Germany won the Eurohockey Championships for the second time in their history with a 2-0 shootout win over England after an entertaining 4-4 draw.
Germany scooped the gold medal, a prize they collected in 2007, to leave Jason Lee’s side heartbroken as they couldn’t repeat their semi final heroics here tonight.
An incredible first half saw the game see sawing as both sides took the initiative at different times in a very entertaining opening period.
England drew first blood on three minutes. Kate Walsh’s drag flick was saved by Kim Platten but Georgie Twigg was on hand to snap up the rebound and make it 1-0 from close range.
A minute later Germany restored parity from a penalty corner of their own. The corner was slipped left and Lydia Haas’ flick was turned in at the far post by Eileen Hoffman.
With eight minutes gone, Jason Lee’s side took the lead once more. This time Walsh beat the goalkeeper low to her right with an inch-perfect drag flick.
The game changed once again as Germany grabbed an equaliser. Tina Bachmann beat Maddie Hinch from a penalty corner and the game was all square.
Germany were pressing England hard in the middle of the pitch, often surrounding the ball carrier with three or four players in an attempt to turn the ball over in dangerous areas.
On 22 minutes their pressure paid off as they were awarded a penalty stroke that Bachmann despatched to make it 3-2.
England were not taking that lying down and eight minutes later they drew level once again. Helen Richardson seized on a mistake by Janne Muller-Wieland and fired a reverse stick shot past Platten. England almost re-took the lead as an excellent cross from Alex Danson on the right was deflected towards goal by a diving Helen Richardson but again, Platten spread herself well and made the save.
On the stroke of half time Germany wrestled the lead back from Jason Lee’s side with another penalty corner goal from Hannah Kruger, sneaking in between Hinch and Richardson on the line.
Germany came out after the break hungry for another goal, Kruger fired in a good cross but Muller-Wieland diverted the ball over the bar.
The second half took a while to get going, struggling to match the seven goals, a Eurohockey Final record, that the first half threw up. Alex Danson tried it get a shot off but under pressure her reverse effort shot didn’t trouble Platten. The German goalkeeper excelled once again with a splendid save from Susannah Townsend and then Helen Richardson as England ramped up the pressure for an equaliser.

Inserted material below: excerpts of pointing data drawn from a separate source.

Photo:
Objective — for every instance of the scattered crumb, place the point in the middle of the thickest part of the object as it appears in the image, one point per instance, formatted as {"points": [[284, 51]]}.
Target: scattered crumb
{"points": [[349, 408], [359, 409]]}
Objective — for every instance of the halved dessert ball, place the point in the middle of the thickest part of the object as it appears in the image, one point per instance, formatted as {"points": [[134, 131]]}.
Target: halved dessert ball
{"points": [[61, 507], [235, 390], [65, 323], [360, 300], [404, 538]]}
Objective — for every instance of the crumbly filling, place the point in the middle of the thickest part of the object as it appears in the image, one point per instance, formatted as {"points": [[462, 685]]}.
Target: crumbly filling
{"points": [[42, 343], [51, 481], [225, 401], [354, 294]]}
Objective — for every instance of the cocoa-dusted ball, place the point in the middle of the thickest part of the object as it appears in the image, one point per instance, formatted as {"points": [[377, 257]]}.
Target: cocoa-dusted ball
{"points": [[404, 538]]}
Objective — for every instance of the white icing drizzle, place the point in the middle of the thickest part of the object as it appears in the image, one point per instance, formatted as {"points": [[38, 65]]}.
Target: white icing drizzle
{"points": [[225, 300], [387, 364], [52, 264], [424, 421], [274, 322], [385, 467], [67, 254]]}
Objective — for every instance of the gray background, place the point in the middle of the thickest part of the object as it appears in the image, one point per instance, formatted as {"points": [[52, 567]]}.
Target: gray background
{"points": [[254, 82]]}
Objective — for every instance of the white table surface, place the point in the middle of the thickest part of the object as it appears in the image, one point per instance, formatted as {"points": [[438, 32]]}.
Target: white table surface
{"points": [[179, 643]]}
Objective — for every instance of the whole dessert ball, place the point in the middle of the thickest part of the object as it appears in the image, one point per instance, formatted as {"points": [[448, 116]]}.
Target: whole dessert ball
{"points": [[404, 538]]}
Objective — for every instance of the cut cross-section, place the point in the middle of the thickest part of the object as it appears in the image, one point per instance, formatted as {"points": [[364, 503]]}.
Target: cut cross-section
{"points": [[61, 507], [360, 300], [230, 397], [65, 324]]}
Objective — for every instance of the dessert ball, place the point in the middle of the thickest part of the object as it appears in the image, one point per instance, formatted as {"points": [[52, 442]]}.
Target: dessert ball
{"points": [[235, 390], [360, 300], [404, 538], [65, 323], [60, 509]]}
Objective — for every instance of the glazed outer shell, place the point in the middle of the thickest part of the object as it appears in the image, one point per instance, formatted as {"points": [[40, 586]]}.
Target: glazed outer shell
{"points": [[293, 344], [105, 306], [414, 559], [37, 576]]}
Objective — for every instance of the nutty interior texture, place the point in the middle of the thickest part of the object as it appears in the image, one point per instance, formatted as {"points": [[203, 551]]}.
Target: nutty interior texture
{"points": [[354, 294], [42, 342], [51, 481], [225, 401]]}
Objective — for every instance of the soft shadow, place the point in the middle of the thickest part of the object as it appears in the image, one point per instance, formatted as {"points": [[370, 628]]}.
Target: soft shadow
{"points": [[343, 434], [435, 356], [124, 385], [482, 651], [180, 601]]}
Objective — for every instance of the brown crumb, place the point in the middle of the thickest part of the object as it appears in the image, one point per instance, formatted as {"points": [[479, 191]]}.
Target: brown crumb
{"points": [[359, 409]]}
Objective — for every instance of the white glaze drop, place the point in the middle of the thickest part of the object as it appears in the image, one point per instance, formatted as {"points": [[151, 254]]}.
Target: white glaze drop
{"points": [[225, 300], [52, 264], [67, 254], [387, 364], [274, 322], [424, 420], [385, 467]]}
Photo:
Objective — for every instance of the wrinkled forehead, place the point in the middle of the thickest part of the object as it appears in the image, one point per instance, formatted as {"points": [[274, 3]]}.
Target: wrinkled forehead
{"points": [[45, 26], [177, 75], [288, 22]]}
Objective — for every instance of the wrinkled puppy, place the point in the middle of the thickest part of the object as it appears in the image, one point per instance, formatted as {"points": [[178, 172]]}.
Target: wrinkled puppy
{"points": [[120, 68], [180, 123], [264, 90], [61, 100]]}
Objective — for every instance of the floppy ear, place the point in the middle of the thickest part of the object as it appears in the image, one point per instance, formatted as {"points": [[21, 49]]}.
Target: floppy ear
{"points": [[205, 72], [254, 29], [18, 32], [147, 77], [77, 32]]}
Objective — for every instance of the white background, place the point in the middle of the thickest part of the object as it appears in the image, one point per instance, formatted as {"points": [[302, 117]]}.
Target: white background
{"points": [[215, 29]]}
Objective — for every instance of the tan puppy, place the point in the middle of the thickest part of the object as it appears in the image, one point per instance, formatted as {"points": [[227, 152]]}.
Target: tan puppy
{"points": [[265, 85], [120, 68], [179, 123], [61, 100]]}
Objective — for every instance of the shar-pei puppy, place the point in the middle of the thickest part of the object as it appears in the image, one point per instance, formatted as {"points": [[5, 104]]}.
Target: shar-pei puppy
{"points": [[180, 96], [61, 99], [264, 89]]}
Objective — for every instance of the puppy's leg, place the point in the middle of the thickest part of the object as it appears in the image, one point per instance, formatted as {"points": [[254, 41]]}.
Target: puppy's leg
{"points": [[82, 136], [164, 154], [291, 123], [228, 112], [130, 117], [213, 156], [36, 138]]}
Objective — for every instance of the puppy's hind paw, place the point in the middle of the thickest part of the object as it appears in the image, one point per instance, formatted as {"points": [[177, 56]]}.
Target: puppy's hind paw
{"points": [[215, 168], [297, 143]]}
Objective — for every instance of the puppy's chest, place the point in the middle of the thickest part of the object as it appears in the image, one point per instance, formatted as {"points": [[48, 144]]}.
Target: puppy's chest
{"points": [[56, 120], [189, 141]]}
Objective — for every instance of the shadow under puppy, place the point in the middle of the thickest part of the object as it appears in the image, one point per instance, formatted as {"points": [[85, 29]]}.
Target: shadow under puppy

With four minutes left to play, England snatched a dramatic leveller. Danson found Lily Owsley inside the D, Owsley fired a lovely tomahawk towards the far corner where Susie Gilbert was on hand to add the finishing touch to make it 4-4 and take the game to a shootout.
Both sides had come through shootouts in the semi final so it was wide open as to who would win.
Maike Stockel went first and scored. Kate Walsh missed and then Hinch saved from Julia Muller. Platten showed good awareness to save from Danson to preserve the lead for Germany. Jana Teschke gave the Germans one hand on the trophy as she rounded Hinch and made it 2-0. Unsworth and Muller-Wieland also could not beat the goalkeepers, leaving Georgie Twigg having to score to keep the game alive. Platten was up to the job and blocked twice from the England No.7 and Germany had the title.
It was tough on Jason Lee’s side who had battled bravely and looked set to rescue and maybe even win the game. There is, however, much to be proud of as their young side had overcome the Dutch and performed beyond the expectation of their world ranking
For Germany, it was the continuation of their return to top form after a disappointing Olympics in London. Having won the World League in Rotterdam, they have now added their second Eurohockey Championships to give Jamilon Mulders an important victory as coach.
A great tournament with some exciting games draws to a close, with the age-old cliche ringing true once more: Never write off the Germans.
It was gutting to get that far and then lose like that. Although there’s been a lot of talk about trying to break their bronze medal ‘curse’, I wonder which results they actually prefer – silver means you went out with a loss, whilst bronze means you finished with a win.